Betroffen sei bei beiden Plattformen der Kreditbereich, heißt es weiter. Der anonyme Hacker habe nicht einmal den Fehler suchen müssen, sondern sei regelrecht darüber gestolpert. Die Schwachstelle habe folgendermaßen funktioniert: Nutzer, die als Gast Kredite auf den Portalen verglichen, hätten ihre personalisierten Angebote über eine URL erhalten. Bei Check24 sei zwar ein Passwort verwendet worden, jedoch sei dieses für alle Kunden dasselbe gewesen und automatisch über den Browser übermittelt worden. Am Ende der URL habe eine Nummer gestanden, die durch Hoch- oder Herunterzählen geändert werden konnte. So sei es möglich gewesen, auf die Darlehensangebote anderer Kunden zuzugreifen und diese ohne Anmeldung als PDF herunterzuladen. Diese Angebote hätten neben Kreditinformationen auch sensible persönliche Daten enthalten. Bei Verivox habe die gleiche Methode funktioniert, dort sogar ganz ohne Passwort.

Check24-Sprecher: Keine Daten entwendet

Bei Check24 gab es zusätzlich eine zweite Schwachstelle, die sich auf eine sogenannte WebSocket-Verbindung bezog. Diese Technologie ermöglicht es, eine direkte Kommunikationsverbindung zwischen einem Webbrowser und einem Server herzustellen. Dadurch können neue Kreditangebote sofort auf dem Smartphone angezeigt werden, ohne dass eine neue Verbindung aufgebaut werden muss. Das Problem ist, dass die Kommunikation in beide Richtungen verläuft. Mit einem einfachen Programm ließ sich die WebSocket-Verbindung nutzen, um über einen Platzhalter die Daten anderer Kunden abzurufen. So wurden sensible Informationen von den kreditgebenden Banken erlangt, die bereits für die Kreditanträge vorausgefüllt waren. Dazu gehörten laut "Correctiv"-Recherche Daten wie:

  • Name,
  • Geschlecht,
  • Telefonnummer,
  • E-Mail-Adresse,
  • Geburtsdatum,
  • Staatsangehörigkeit,
  • Arbeitsverhältnis
  • und die Beschäftigungsdauer beim aktuellen Arbeitgeber.

Außerdem waren laut dem Bericht Informationen enthalten, seit wann die Person an ihrem Wohnsitz lebt, ihr Haushalts-Nettoeinkommen, ob bereits Kredite abgeschlossen wurden, ob sie zur Miete wohnt sowie die Anzahl ihrer Kinder und Fahrzeuge. Weitere Details der Darlehensangebote umfassten den beantragten Kreditbetrag, die Raten und Kontoinformationen, einschließlich IBAN.
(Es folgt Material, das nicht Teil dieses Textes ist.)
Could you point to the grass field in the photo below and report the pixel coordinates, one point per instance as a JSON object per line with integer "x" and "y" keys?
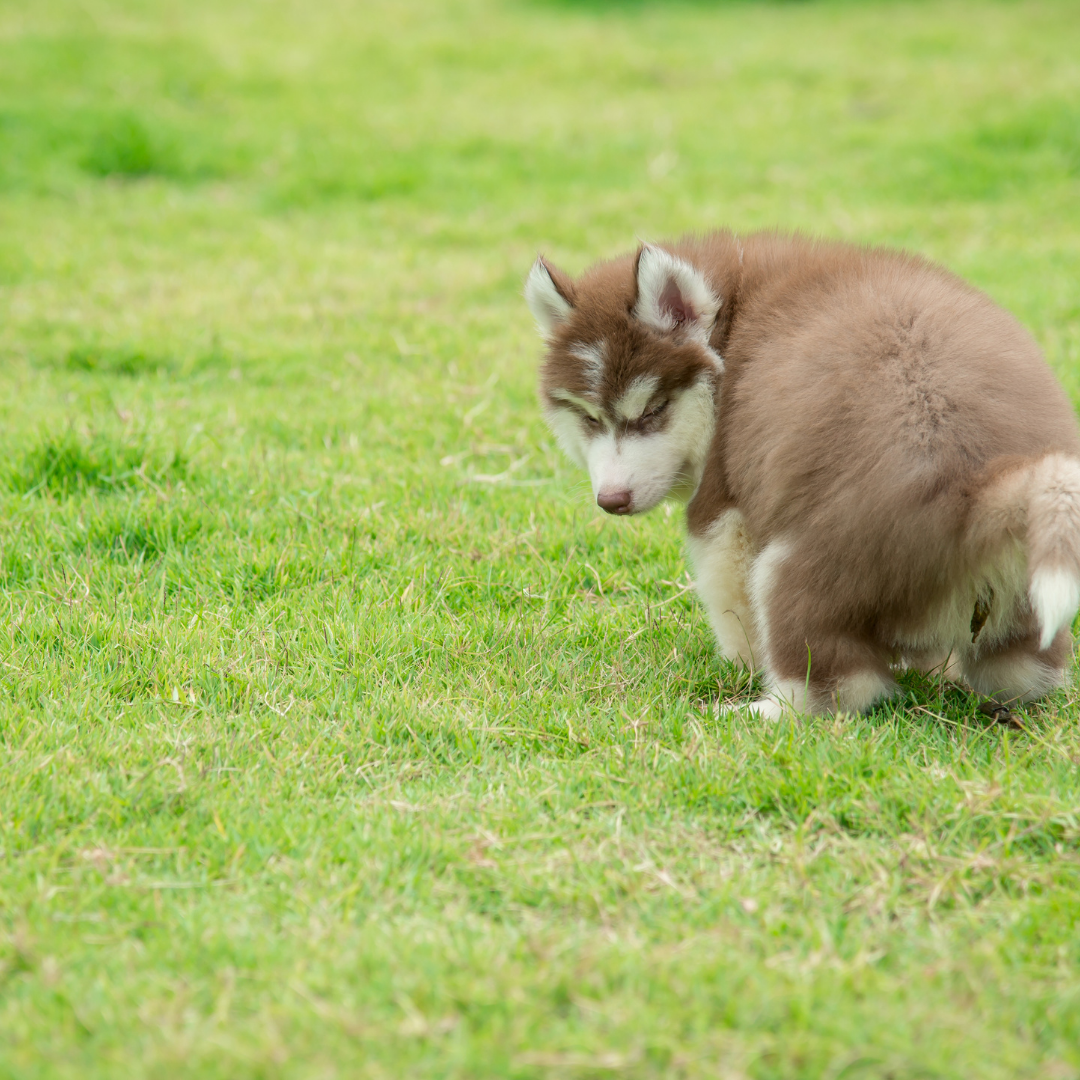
{"x": 339, "y": 736}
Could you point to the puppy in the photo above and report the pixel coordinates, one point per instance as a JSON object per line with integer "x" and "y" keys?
{"x": 880, "y": 470}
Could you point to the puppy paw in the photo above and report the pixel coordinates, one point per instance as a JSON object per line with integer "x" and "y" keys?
{"x": 764, "y": 709}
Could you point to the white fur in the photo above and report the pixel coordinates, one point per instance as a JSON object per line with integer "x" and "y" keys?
{"x": 721, "y": 559}
{"x": 637, "y": 395}
{"x": 1013, "y": 677}
{"x": 592, "y": 358}
{"x": 856, "y": 692}
{"x": 763, "y": 580}
{"x": 656, "y": 270}
{"x": 783, "y": 694}
{"x": 1055, "y": 596}
{"x": 566, "y": 427}
{"x": 651, "y": 466}
{"x": 549, "y": 308}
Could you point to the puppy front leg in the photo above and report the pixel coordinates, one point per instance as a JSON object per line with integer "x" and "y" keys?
{"x": 721, "y": 561}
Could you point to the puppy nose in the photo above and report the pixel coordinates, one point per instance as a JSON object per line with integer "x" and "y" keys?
{"x": 613, "y": 502}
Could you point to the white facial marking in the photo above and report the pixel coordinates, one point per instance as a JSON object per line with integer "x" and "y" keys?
{"x": 592, "y": 358}
{"x": 633, "y": 403}
{"x": 586, "y": 406}
{"x": 659, "y": 463}
{"x": 549, "y": 307}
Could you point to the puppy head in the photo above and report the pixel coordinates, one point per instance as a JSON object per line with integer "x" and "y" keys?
{"x": 629, "y": 380}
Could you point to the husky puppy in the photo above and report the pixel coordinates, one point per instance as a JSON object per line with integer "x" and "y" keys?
{"x": 879, "y": 467}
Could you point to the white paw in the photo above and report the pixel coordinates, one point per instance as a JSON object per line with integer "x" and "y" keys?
{"x": 765, "y": 709}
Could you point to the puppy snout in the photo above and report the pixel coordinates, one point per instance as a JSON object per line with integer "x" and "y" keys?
{"x": 615, "y": 502}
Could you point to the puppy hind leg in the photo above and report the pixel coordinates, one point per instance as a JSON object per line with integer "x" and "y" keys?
{"x": 1020, "y": 671}
{"x": 811, "y": 669}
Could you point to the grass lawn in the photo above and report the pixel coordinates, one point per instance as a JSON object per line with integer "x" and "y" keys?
{"x": 339, "y": 734}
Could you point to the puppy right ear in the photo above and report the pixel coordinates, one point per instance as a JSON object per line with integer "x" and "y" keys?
{"x": 548, "y": 293}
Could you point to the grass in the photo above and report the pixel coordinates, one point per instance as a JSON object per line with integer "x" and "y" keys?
{"x": 339, "y": 737}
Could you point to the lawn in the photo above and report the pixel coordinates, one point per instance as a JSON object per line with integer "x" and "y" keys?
{"x": 340, "y": 736}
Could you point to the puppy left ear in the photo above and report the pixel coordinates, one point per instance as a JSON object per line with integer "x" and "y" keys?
{"x": 673, "y": 295}
{"x": 549, "y": 295}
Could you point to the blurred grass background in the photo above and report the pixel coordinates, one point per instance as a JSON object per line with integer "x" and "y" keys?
{"x": 338, "y": 734}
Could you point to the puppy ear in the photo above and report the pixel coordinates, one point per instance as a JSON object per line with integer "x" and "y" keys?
{"x": 549, "y": 295}
{"x": 672, "y": 294}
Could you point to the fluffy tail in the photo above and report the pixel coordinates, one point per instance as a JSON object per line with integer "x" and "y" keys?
{"x": 1053, "y": 542}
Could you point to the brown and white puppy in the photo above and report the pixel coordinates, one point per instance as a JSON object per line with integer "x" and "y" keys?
{"x": 879, "y": 467}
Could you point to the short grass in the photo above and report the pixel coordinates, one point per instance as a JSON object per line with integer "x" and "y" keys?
{"x": 339, "y": 737}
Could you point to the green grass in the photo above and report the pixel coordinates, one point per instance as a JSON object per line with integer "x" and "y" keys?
{"x": 339, "y": 736}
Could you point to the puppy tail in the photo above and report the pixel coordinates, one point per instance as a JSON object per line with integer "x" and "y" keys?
{"x": 1053, "y": 543}
{"x": 1038, "y": 504}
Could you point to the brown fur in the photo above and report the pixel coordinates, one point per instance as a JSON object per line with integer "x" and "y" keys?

Die Ausnutzung der Sicherheitslücken habe keinerlei tieferes technisches Verständnis benötigt, so berichtet der Hacker, der anonym bleiben wollte. Vergleichbar seien die Schwachstellen mit einem Mehrfamilienhaus, in dem die Kellerabteile der Mieter mit Vorhängeschlössern gesichert seien – der Code, der alle Schlösser öffne, stehe jedoch für jeden sichtbar am Eingang. „Es ist schon bemerkenswert, dass zwei so große Portale, die nichts weiter machen als Daten zu sammeln und an Banken weiterzugeben, solche Anfängerfehler machen, die eigentlich gar nicht passieren dürfen”, zitiert Correctiv den CCC-Sprecher Marx.

Laut Check24 und Verivox wurden bisher keine Daten gestohlen

Immerhin: Laut Check24 und Verivox sei die Sicherheitslücke nicht ausgenutzt worden, lediglich der Tippgeber habe Zugang zu den Daten gehabt. Allerdings ist es laut Correctiv denkbar, dass die Sicherheitslücken bereits seit Monaten bestanden, ohne dass es bemerkt worden sei. Die zuständigen Datenschutzbeauftragten hätten sich des Themas angenommen und würden gegen die Portale ermitteln. Die Behörden hätten Daten und Beweise sichern können. Die Portale selbst müssten demnach mittels Protokollauswertungen nachweisen, dass es nicht zum Missbrauch der Daten gekommen sei. Beide Unternehmen geben an, dass sie Logfile-Analysen durchgeführt und keine unbefugten Zugriffe auf die Dateien ihrer Nutzer festgestellt haben: Was sie nun den Datenschutzbehörden nachweisen müssen.

Gegenüber Versicherungsbote positioniert sich ein Check24-Sprecher: und beklagt, dass die Berichterstattung den Eindruck erwecke, sensible Kundendaten seien bereits von Hackern abgegriffen wurden. Dies sei aber nicht der Fall. "Wir wurden vom Chaos Computer Club auf eine Lücke im Kredit-Vergleich hingewiesen. Wir haben die Lücke am gleichen Tag geschlossen. Der CCC hat diese Informationen offensichtlich an die Presse gegeben. Die Presse lässt es so aussehen, als hätten wir wirklich Daten verloren. Für diese Hypothese gibt es keine Anzeichen. Wir gehen nach Log-Analyse davon aus, dass wir keine Kundendaten verloren haben", positioniert sich der Sprecher gegenüber Versicherungsbote.